INDIANAPOLIS — Indiana is sending inmates back to Arizona after two disturbances in nine months involving prisoners from that state at an Indiana prison.
The Indiana Department of Correction’s prisoner-housing contract with Arizona has ended and inmates housed at the New Castle Correctional Facility soon will be returned to the western state, DOC spokesman Doug Garrison said Friday.
George Zoley, chairman and chief executive of the private company that operates the prison, Boca Raton, Fla.-based Geo Group Inc., first revealed the impending departure of the Arizona prisoners in a teleconference with stock analysts on Feb. 13. A transcript of the conversation was posted online this week.
“It’s no surprise the Arizona inmates are going back to Arizona. We’ve said that all along,” Garrison said.
Zoley had told analysts in February he expected the transfer of about 630 Arizona inmates to begin in early April, but Garrison declined to discuss the timing of the transfers for security reasons.
Trina Randall, a spokeswoman for the 2,200-inmate, medium-security New Castle prison, declined to discuss details of the transfers on Friday. She told The Star Press of Muncie for a story Friday that the transfers had not yet begun.
The transfers will end an initiative that has been troubled almost since the time the deal was announced in March 2007. The contract called for Indiana to house as many as 1,260 inmates with Arizona paying $64 a day per inmate.
The following April 24, about 500 prisoners from Arizona and Indiana burned mattresses and broke windows during a two-hour disturbance.

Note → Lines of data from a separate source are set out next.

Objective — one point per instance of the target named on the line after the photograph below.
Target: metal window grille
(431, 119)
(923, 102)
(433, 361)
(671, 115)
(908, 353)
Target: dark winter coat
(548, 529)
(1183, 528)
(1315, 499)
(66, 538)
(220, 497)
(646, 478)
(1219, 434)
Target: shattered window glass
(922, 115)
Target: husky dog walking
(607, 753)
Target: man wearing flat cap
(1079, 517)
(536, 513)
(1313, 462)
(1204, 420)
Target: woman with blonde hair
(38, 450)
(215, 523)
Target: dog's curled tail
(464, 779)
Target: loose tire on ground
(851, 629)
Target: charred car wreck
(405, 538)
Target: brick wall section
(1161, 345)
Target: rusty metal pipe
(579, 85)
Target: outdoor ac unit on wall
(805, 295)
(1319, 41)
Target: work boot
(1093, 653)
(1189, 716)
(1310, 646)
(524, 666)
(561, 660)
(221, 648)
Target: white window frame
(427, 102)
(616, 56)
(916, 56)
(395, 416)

A total of 28 inmates, all but one from Arizona, were charged with crimes including criminal confinement and battery. Eight prisoners and two staff members suffered minor injuries.
In January, four to six prisoners, including some from Arizona, fought with the guards during an outdoor exercise period.
Late last year Indiana prison officials were telling Arizona they were running out of room for the out-of-state inmates.
“Capacity is always an issue for the Department of Correction,” Garrison said. “The contract ended by mutual agreement of the parties.”
Arizona Department of Corrections spokesman Nolberto Machiche confirmed about 630 inmates from that state were to be transferred, and that his agency was working to make room for them in its prisons.